In bringing Abigail I and II to court, the Abigail Alliance for Better Access to Developmental Drugs did not pay much attention to the existing FDA regulations that allow some expanded access for terminally ill patients to experimental drugs. Perhaps this is because it was trying to win the much larger battle of establishing a recognized Constitutional right and, additionally, found the FDA expanded-access rules too limiting and ineffective to warrant greater attention.

To date, there are several channels that patients like Abigail Burroughs might consider. The FDA updated the policies in 2009 (and as recently as May 2013 provided draft guidance on their implementation [12]). There are currently three possible channels for expanded access for patients. (1) The FDA allows expanded access on a case-by-case basis for individual patients if the probable risk of ill effects from the drug is not greater than the probable risk posed by the disease and if the patient cannot gain access to the drug in other ways. A drug sponsor or physician must file the paperwork to open this channel [13]. (2) Small groups of patients can gain access to experimental therapies if they do not qualify for an experimental trial and there is sufficient evidence of experimental therapy’s safety and efficacy [14]. (3) Lastly, larger groups may gain access to the drug once it has passed phase III (or rarely, with strong evidence of safety and effectiveness, phase II) and the sponsor is seeking marketing approval [15]. These channels have been critiqued as slow and burdensome for patients. The FDA sometimes defers decisions on these requests until there is greater knowledge of the safety and effectiveness of drugs, which can be too slow a process for some patients [4, 9]. In 2011, approximately 1,200 patients received some form of early access under FDA’s compassionate use channels [16].

This issue, despite prior legislation and the ongoing development of FDA rules, continues to be presented before the courts.
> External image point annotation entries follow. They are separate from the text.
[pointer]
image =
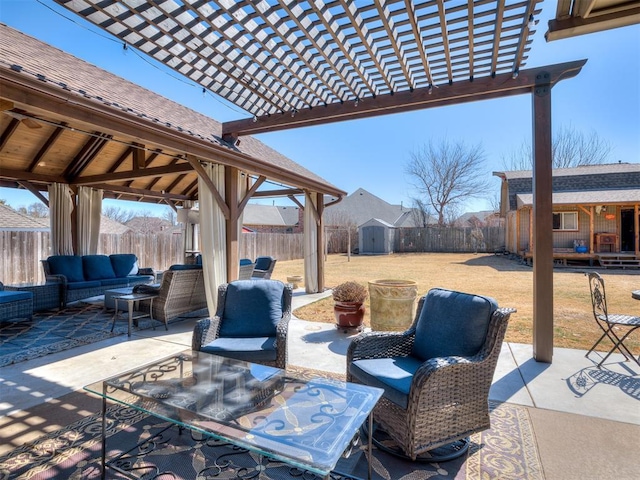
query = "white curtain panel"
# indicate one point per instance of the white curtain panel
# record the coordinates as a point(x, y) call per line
point(89, 211)
point(212, 235)
point(60, 208)
point(310, 246)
There was, for example, a 2008 case in the Third Circuit Court of Appeals in which a pharmaceutical company was held not to have an obligation to provide a promising treatment in phase II studies to a patient with Duchenne muscular dystrophy [17]. Ongoing innovation and development in medicine is bound to increase the tension over how early to provide access to non-FDA-approved drugs to patients who have no other treatment options available.